更有意思的是:即使人类的视觉系统,在缺乏深度线索的单张图像上也会犯错。你可以做一个简单的实验:拿一张照片,闭上一只眼,试着判断画面中物体的绝对距离。你会发现非常困难。人类是通过双眼视差 + 运动视差 + 先验知识来感知深度的,单张固定视角的图像本身就不够。

VLM 面临的是同样的问题。

这解释了为什么直到 2026 年,所有成功的工作都在做融合而不是替代

最近这一批论文精读又让我想得更深了一层。以前我以为答案是"感知 + VLM 融合",现在我觉得更准确的表述是:感知不会消失,但感知的形式会不断演化

回看 2026 年:DriveVLA-M0 把感知改造成"检索键",BrainWAM 把感知和语义"分居",Percept-WAM 把感知"长进"VLM,SimWAM 把感知"退居训练期",Last-VLA 把感知"蒸馏进权重",ST4VLA 把感知变成"预训练课程"……感知模块作为"一个独立的东西"在 2026 年已经不那么常见了,但感知承担的功能——把 2D 像素还原成 3D 结构——从未缺席。它只是换了六种姿势存在。

这让我想到一个类比:就像"特征工程"在深度学习早期非常重要,后来被表示学习吸收。感知模块很可能也在被 VLA 一步步"吸收"——但吸收的是实现形式,不是功能。 而功能之所以不能被吸收,是因为驾驶的物理约束(厘米级精度、毫秒级响应、可验证的安全)不会因为模型变大而放松。

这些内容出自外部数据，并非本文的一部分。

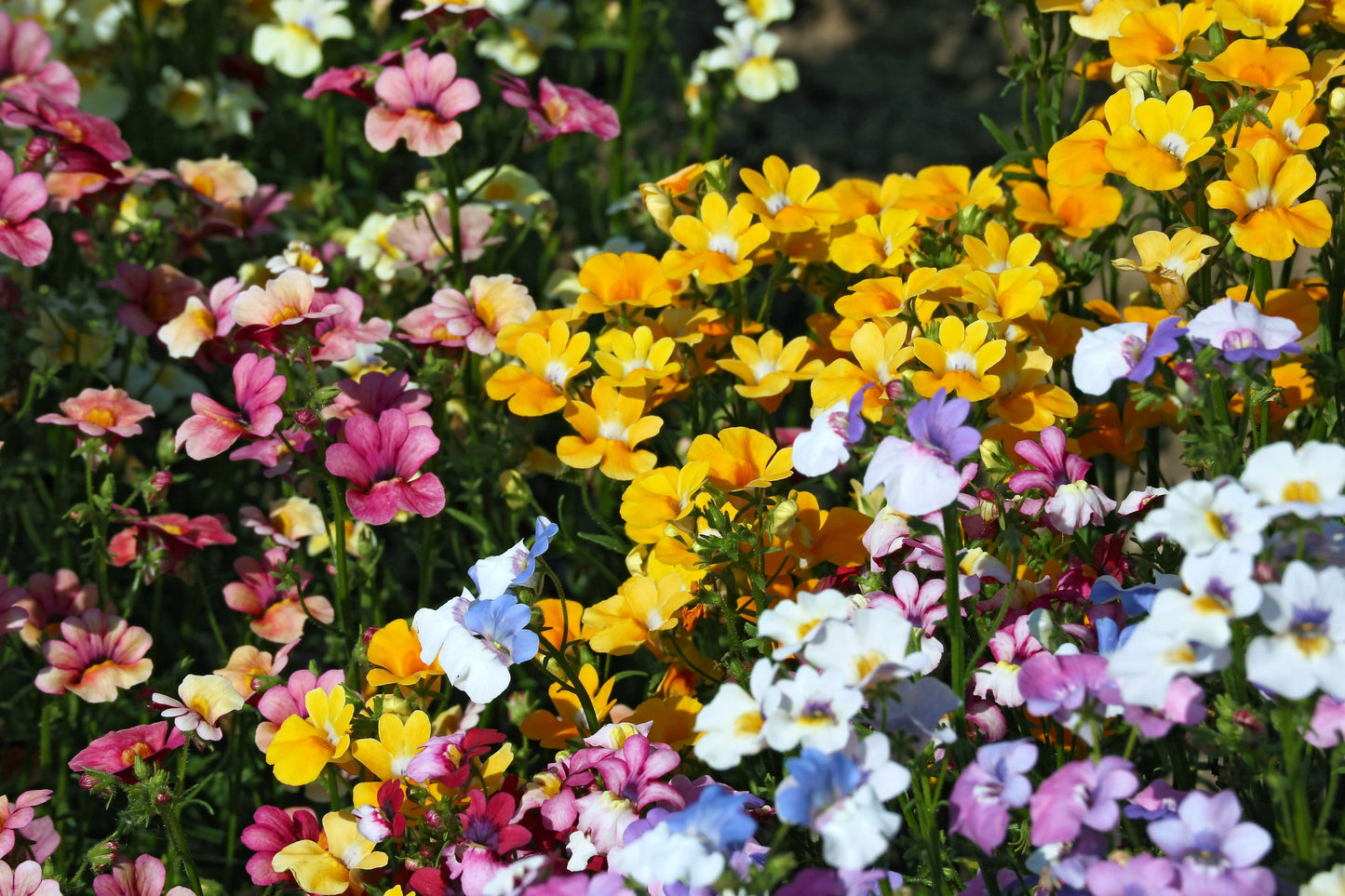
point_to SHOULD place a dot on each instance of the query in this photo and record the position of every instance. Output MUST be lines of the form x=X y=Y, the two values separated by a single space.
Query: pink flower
x=100 y=654
x=494 y=304
x=21 y=237
x=214 y=428
x=383 y=463
x=559 y=109
x=24 y=73
x=277 y=615
x=142 y=877
x=101 y=412
x=115 y=753
x=423 y=101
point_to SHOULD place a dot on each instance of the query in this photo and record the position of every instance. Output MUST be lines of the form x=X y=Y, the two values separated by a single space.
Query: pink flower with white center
x=100 y=654
x=142 y=877
x=202 y=702
x=559 y=109
x=383 y=461
x=24 y=73
x=494 y=304
x=101 y=413
x=214 y=428
x=422 y=97
x=21 y=237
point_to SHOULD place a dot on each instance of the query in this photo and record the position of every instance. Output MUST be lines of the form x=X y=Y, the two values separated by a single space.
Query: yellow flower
x=719 y=244
x=640 y=608
x=741 y=458
x=631 y=280
x=786 y=201
x=1257 y=18
x=332 y=869
x=770 y=368
x=1262 y=189
x=608 y=431
x=568 y=721
x=960 y=361
x=631 y=358
x=1169 y=135
x=1025 y=400
x=1169 y=262
x=396 y=745
x=1254 y=63
x=303 y=747
x=538 y=386
x=658 y=498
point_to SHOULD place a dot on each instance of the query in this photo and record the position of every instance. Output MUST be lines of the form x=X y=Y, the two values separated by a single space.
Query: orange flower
x=1262 y=189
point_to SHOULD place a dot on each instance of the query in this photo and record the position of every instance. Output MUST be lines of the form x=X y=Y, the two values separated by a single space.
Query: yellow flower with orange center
x=786 y=199
x=960 y=361
x=627 y=281
x=1167 y=262
x=1262 y=190
x=741 y=458
x=1254 y=63
x=1169 y=135
x=538 y=386
x=768 y=368
x=880 y=241
x=719 y=245
x=608 y=431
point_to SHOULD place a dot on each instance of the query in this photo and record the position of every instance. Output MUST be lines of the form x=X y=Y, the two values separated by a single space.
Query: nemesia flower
x=213 y=428
x=423 y=99
x=21 y=237
x=381 y=461
x=559 y=109
x=97 y=655
x=293 y=42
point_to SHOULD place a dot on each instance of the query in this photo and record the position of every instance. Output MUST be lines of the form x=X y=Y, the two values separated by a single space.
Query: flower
x=214 y=428
x=383 y=461
x=559 y=109
x=101 y=413
x=97 y=655
x=1215 y=850
x=1262 y=192
x=921 y=476
x=422 y=101
x=719 y=242
x=1306 y=614
x=21 y=237
x=988 y=789
x=293 y=43
x=477 y=319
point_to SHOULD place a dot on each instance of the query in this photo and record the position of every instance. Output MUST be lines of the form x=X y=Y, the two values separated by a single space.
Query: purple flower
x=1081 y=794
x=1143 y=875
x=1242 y=332
x=1215 y=849
x=988 y=789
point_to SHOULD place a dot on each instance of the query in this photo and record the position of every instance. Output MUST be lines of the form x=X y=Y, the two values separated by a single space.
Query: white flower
x=1308 y=650
x=293 y=42
x=795 y=622
x=1199 y=515
x=732 y=724
x=1305 y=482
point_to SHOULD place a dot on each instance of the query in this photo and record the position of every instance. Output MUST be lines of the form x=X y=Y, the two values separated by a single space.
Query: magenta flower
x=559 y=109
x=214 y=428
x=383 y=461
x=988 y=789
x=423 y=97
x=24 y=73
x=142 y=877
x=1081 y=796
x=21 y=237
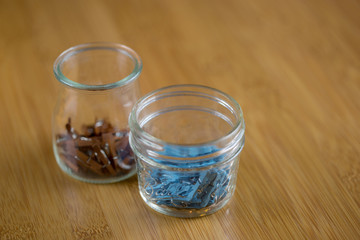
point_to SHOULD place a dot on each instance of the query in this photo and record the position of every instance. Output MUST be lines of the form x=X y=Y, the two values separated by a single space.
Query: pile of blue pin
x=188 y=189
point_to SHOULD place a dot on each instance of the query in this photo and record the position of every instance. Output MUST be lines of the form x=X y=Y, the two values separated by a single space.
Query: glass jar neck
x=179 y=155
x=97 y=66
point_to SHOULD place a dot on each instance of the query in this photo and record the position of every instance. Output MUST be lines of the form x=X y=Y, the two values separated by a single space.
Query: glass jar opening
x=187 y=122
x=97 y=66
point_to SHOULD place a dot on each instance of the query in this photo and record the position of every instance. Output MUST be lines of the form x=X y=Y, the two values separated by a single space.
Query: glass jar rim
x=237 y=131
x=65 y=55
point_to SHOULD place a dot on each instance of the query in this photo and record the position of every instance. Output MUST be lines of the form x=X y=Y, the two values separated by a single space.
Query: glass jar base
x=185 y=213
x=99 y=180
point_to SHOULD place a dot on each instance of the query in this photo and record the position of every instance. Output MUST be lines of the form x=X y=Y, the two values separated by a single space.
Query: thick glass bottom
x=186 y=213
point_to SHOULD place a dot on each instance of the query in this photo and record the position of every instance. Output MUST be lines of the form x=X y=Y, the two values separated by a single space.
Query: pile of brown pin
x=100 y=150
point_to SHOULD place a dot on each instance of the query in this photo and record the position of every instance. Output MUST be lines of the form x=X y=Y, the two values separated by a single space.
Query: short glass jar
x=187 y=140
x=90 y=120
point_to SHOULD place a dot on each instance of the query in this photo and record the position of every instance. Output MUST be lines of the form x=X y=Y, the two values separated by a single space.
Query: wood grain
x=294 y=66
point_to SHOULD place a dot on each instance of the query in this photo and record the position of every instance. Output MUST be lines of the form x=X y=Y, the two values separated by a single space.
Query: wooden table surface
x=294 y=67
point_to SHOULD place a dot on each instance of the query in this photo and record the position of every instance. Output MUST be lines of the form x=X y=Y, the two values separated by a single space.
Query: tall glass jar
x=90 y=120
x=187 y=140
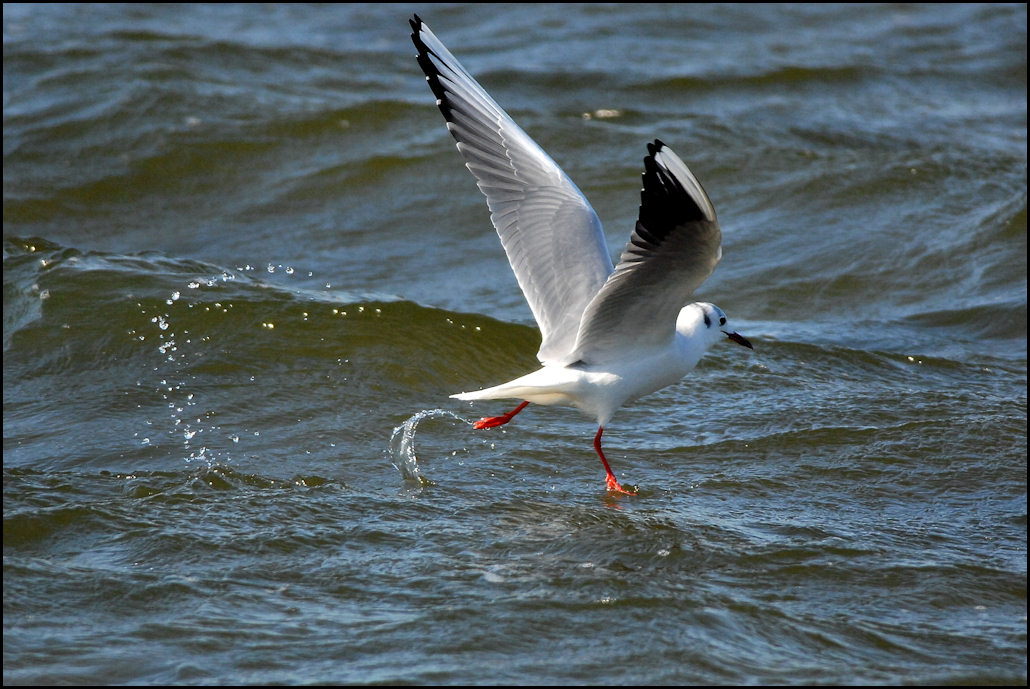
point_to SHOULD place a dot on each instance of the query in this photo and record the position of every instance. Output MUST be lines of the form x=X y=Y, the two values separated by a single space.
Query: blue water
x=244 y=268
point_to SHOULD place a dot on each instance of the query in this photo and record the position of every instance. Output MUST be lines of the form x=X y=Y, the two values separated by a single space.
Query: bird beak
x=739 y=339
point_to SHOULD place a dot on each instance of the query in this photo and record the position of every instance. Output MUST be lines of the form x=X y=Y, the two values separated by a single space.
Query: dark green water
x=244 y=268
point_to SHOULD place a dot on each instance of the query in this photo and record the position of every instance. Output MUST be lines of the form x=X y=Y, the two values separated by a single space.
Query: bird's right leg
x=610 y=482
x=490 y=421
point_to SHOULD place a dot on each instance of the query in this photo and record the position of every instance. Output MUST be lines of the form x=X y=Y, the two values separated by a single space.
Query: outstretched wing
x=551 y=235
x=675 y=247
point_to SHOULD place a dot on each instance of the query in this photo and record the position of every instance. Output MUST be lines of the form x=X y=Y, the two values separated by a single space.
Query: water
x=244 y=268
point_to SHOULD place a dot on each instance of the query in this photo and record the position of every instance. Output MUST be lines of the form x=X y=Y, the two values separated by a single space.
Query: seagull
x=610 y=333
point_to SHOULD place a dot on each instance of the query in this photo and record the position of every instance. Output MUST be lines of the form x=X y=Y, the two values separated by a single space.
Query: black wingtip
x=664 y=204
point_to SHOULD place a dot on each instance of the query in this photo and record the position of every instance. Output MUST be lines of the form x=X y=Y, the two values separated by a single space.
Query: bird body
x=611 y=333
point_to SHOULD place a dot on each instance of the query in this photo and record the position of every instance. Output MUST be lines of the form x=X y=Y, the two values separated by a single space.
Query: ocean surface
x=244 y=268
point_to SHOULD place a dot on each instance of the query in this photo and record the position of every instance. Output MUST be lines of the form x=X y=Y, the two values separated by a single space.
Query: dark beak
x=740 y=339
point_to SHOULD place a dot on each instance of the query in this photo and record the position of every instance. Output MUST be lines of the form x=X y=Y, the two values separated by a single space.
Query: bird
x=610 y=333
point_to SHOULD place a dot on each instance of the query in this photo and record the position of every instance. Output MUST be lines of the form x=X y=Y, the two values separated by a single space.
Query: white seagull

所以我的最终结论是:别再问"VLM 能不能替代感知",改问"感知以什么形态存在于 VLA 里"——这个问题的答案,正是 2026 年每一篇论文精读的实质。

可能未来的某一天,某个下一代视觉编码器(原生 3D tokenizer?视频因果预测预训练?)会同时学会度量和语义。但现在的 ViT + CLIP/SigLIP 范式做不到。在做到之前,感知模块和 VLM 就是自动驾驶的两条腿——缺一条能走,但瘸。